Le député Jacques Ndoli s’est confié mercredi 23 septembre à ACTUALITE.CD en marge du forum sur la performance dans la gouvernance de la nation qu’organise l’association congolaise pour l’accès à la justice (ACAJ) en collaboration avec l’Agence de prévention et de la lutte contre la corruption (APLC), Coordination pour le Changement de Mentalité, deux structures de la présidence de la République.

Un des orateurs dans cette rencontre entre les experts, acteurs politiques et la société civile, ce constitutionnaliste et inspecteur général du MLC a fait une analyse froide de l’état de la nation actuellement dirigée par la coalition au pouvoir. Il exposait sur le sous-thème : 60 ans après l’indépendance, comment réinventer l’État-projet ?

“Nous avons une architecture institutionnelle à la fois verticale et horizontale. Sur le plan verticale, nous avons un pouvoir central qui est un pouvoir d’orientation au niveau national, provincial et local. L’Etat que nous avons aujourd’hui est en rupture avec la population qui est totalement abandonnée. Au niveau horizontal, chaque pouvoir a ses éléments, le pouvoir législatif qui est délibératif, le pouvoir judiciaire qui ne se réveille pas et aujourd’hui le pouvoir exécutif qui est totalement bloqué par cette coalition de pacotille qui n’a pas d’idéologie, la sève et les capacités nécessaires de conduire le pays vers le bonheur attendu”, a décrit Jacques Ndjoli.

Et d’ajouter : “Il y a aussi les institutions d’appui à la démocratie que ce soit la CENI, le CSAC et d’autres mais aussi les institutions d’appui à la gouvernance, la Cour de compte, la BCC, le Conseil Économique et Social sans compter la conférence des gouverneurs qui ne fonctionnent pas”.

M. Ndjoli a estimé que le pays n’a toujours pas de leadership fort depuis son accession à l’indépendance.

“Nous sommes dans un État qui est en panne pas en terme d’architecture mais en terme de capacité anthropologique de prendre en charge le devenir de la nation.

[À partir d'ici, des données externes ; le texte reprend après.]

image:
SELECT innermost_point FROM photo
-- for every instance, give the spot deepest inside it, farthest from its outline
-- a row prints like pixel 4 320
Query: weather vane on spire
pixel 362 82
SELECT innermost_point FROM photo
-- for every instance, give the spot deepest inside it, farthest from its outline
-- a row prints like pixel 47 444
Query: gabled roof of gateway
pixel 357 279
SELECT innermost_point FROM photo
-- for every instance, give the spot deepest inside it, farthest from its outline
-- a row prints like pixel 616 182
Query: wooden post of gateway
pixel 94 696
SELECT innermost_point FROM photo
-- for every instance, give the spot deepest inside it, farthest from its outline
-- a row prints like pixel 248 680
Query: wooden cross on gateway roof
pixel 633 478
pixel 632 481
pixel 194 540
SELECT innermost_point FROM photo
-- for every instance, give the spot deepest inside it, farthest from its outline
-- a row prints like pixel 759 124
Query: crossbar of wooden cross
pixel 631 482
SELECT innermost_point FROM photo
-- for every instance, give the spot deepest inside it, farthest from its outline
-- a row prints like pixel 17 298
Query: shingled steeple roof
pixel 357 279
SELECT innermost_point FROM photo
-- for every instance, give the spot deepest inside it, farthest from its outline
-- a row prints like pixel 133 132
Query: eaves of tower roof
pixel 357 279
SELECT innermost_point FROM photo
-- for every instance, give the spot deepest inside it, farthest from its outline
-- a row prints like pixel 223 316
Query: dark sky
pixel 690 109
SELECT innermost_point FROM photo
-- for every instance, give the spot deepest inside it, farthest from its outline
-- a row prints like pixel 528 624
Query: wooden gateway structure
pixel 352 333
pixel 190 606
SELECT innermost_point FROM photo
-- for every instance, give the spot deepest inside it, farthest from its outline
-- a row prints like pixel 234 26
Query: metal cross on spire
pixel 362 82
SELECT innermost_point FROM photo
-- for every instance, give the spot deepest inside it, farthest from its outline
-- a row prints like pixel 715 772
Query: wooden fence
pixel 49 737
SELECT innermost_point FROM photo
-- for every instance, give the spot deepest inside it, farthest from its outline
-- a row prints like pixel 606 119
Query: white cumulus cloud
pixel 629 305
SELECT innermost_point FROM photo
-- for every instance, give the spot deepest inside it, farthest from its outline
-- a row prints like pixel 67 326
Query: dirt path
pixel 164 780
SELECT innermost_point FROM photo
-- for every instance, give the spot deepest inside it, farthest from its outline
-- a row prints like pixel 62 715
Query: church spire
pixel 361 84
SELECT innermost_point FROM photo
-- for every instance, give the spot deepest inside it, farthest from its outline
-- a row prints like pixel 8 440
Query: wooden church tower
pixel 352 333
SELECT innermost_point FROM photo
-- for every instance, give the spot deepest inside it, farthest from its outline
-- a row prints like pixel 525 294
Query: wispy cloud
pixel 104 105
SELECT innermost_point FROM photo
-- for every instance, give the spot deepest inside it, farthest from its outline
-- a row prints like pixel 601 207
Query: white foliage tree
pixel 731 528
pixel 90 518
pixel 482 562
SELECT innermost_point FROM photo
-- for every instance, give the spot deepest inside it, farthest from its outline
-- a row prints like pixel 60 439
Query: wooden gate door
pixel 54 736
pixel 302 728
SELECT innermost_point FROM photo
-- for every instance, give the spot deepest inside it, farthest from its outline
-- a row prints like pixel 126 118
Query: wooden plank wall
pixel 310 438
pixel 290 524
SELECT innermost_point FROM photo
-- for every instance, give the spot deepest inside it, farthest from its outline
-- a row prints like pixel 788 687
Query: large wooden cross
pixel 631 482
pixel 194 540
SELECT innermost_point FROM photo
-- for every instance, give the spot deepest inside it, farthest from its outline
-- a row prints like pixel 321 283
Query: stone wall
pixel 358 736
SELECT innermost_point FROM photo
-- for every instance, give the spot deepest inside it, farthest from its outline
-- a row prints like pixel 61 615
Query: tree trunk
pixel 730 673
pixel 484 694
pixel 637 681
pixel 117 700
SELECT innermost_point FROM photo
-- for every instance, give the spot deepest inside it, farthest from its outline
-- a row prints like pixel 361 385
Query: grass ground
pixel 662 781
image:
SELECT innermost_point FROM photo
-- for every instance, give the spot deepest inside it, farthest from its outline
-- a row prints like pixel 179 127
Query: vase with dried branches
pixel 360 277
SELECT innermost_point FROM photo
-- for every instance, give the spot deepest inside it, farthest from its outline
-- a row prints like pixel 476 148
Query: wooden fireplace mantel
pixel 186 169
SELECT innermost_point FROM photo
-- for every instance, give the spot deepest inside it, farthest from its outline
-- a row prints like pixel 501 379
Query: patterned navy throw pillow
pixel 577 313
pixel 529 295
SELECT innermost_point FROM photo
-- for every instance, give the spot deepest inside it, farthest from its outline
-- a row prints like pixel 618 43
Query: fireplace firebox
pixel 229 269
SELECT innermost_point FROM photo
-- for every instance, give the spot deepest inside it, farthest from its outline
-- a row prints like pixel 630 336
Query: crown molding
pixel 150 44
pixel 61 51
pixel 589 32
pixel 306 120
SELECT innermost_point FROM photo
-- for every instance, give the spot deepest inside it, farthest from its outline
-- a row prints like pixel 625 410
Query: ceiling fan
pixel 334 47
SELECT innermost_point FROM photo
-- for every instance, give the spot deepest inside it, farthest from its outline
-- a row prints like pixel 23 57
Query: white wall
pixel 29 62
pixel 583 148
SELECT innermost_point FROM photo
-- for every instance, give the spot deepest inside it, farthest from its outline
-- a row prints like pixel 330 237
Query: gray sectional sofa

Là où il faut jouer c’est au niveau du leadership, que ce dernier puisse savoir que le pouvoir politique n’est pas un pouvoir de consommation mais de transformation de la cité. Pendant 60 ans, nous sommes dans cette forme d’entropie ou torpeur qui fait que nous sommes là où nous sommes”, a-t-il fustigé.

Et de conclure : “Il faut donc un réveil, sortir de cette chamaillerie, ces distractions depuis 60 ans. Il n’y a aucun plan national de reconstruction de ce pays avec un schéma rationnel pour avoir un État efficace, d’où la nécessité de relancer l’Etat stratège. Il n’y a aucun plan d’organisation de vivre ensemble, on est en train de tomber dans la tribalité alors que nous devons construire un État avec la cohésion nationale. Voyez ce qui se passe à l’est, nous risquons de perdre des zones entières. Notre économie est anémiée, on ne parvient même pas à faire 3 milliards de dollars, le taux d’exécution du budget en terme de recette ne dépasse même pas 26% dans un pays immensément riche, je pense qu’il faut qu’on se ressaisisse”.

Contexte

La reconstruction de l’État et profil des dirigeants, la mobilisations des ressources publiques et gestion de redevabilité, mécanisme de lutte contre la corruption, blanchiment des capitaux et détournements publics et règlement des arriérés fiscaux ou non: amnistie ou transaction? sont les thèmes composés également des sous thèmes qui abordés par différents orateurs dont le coordonnateur du CCM Jacques Kangudia; le DG de l’APLC; les professeurs Mabi Mulumba, Matata, Jacques Ndjoli, Nyembo Shabani, Sam Bokolombe; l’IGF Jules Alingeti, l’honorable Christophe Lutundula et les Procureurs Adler Kisula et Mathieu Kongolo.

Ouvertes par le premier ministre, représentant le Chef de l’État, lundi dernier, ces assises des quatre jours seront assorties des recommandations afin d’aider à l’amélioration de la gouvernance de la nation tant décriée par la société civile et des politiques.